# Glock 21, 96A1, or P226



## hbkstinger (May 17, 2012)

Getting my first handgun in a few months and I was wondering whether to go with the Beretta 96A1, Glock 21 (Gen3) or the Sig P226.
Any input would really be helpful


----------



## VAMarine (Dec 25, 2008)

Just out of curiosity's sake, why those three guns?

You've got a Glock in .45, a Beretta in .40, and Sig in _____ (the 226 is available in multiple calibers), why no Glock or Beretta in 9mm or .40?

Are you thinking about carrying this gun later down the road? Are you new to shooting handguns?


----------



## sonja (Sep 16, 2011)

Gee -- why not a Sig 229, a Beretta 92 or a Glock 17? Or, a Springfield XDm 3.8 in 9mm, a S&W M&P in 40, or a nice little Sig C3 1911 (45 ACP). then again ............................. well, yes, then again.

One question -- how did you narrow it down to those three pistols? It's apples, oranges, and pears. If you said Sig 226 9mm, Glock 17 (also 9mm), Beretta 92 (also 9mm), then there's a basis for comparison. 

A lot of folks find the grip on a Glock 21 too big. Then there's the 40 S&W Beretta 96A1, and the Sig 226 - caliber unspecified.

Which do you want, and why -- 45, 40, or 9mm?

Etc., etc., etc.

Perhaps a little more information might help someone give you advice -- then again, what is it you want to hear? After all, there has to be some reason you picked 3 such different pistols.


----------



## denner (Jun 3, 2011)

They're all good as far as reliability and proven performers, the fit, feel and how you shoot them is gonna be all up to you.

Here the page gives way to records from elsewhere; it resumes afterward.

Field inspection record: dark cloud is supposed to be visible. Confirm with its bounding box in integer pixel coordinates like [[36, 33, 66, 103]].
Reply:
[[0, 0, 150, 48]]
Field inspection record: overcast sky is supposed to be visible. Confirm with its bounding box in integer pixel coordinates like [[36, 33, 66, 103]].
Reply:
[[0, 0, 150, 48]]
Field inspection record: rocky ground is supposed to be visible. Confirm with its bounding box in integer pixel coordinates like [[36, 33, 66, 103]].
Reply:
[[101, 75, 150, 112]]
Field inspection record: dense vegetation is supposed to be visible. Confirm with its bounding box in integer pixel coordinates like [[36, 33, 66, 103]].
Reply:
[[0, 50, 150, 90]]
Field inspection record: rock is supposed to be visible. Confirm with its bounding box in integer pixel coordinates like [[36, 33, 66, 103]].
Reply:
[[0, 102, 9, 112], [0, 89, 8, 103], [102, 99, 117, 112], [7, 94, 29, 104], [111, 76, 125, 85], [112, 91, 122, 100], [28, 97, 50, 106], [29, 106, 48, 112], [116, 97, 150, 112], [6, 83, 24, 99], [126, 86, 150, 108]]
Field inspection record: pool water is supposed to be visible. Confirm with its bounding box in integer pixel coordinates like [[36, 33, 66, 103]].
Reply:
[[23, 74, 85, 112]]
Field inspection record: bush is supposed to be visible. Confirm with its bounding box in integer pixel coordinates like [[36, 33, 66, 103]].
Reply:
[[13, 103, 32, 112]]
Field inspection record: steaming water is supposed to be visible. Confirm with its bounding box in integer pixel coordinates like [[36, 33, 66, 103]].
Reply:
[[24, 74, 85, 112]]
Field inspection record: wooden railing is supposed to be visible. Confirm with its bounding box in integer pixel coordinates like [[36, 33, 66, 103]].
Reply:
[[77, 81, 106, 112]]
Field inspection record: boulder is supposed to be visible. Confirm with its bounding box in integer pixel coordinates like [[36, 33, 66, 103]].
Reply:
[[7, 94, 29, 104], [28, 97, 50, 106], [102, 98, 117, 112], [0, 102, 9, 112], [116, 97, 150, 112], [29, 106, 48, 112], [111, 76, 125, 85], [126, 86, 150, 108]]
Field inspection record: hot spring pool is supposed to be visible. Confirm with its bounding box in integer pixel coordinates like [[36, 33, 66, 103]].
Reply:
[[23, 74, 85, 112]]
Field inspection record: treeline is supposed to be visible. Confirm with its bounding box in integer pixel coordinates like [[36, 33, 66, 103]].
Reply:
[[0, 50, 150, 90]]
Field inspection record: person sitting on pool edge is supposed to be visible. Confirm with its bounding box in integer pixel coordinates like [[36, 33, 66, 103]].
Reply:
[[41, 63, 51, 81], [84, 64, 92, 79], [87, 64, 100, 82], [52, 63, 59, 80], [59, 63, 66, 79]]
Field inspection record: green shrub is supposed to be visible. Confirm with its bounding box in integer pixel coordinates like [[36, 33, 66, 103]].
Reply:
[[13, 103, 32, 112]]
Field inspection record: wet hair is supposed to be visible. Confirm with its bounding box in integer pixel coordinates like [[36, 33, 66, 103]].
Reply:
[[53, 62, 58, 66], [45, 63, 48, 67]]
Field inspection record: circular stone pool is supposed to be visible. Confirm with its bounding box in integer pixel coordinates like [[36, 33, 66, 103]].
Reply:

At least you don't have a Raven or highpoint in the mix.


----------



## rex (Jan 27, 2012)

First prerequisit is what caliber do you want?If you've never shot a handgun 22 is the answer.If you like a particular gun it may be available with a rimfire upper to learn the basis-this ain't no rifle.If you start out with recoil,most people fight a flinch,so the 22 ingrains the subconscience that makes recoil easier to deal with.Sight wobble is much worse when you grab a handgun.

I have no use for a 40 but I have a Beretta 92 that's 20 some years old.Has an odd feel to it but it's pleasing,and will rock-n-roll.Sigs are great pieces but just don't fit me well.The other you'd have to give me so I can make a few bucks quick.

Handle as much as possible to see what feels good.If there's something I just need to paw I hit a good gunshow.Just because it feels good doesn't mean you can shoot it well though due to caliber or the gun design's behavior.Shoot what you can but have a shooter there with you for guidance and tips.


----------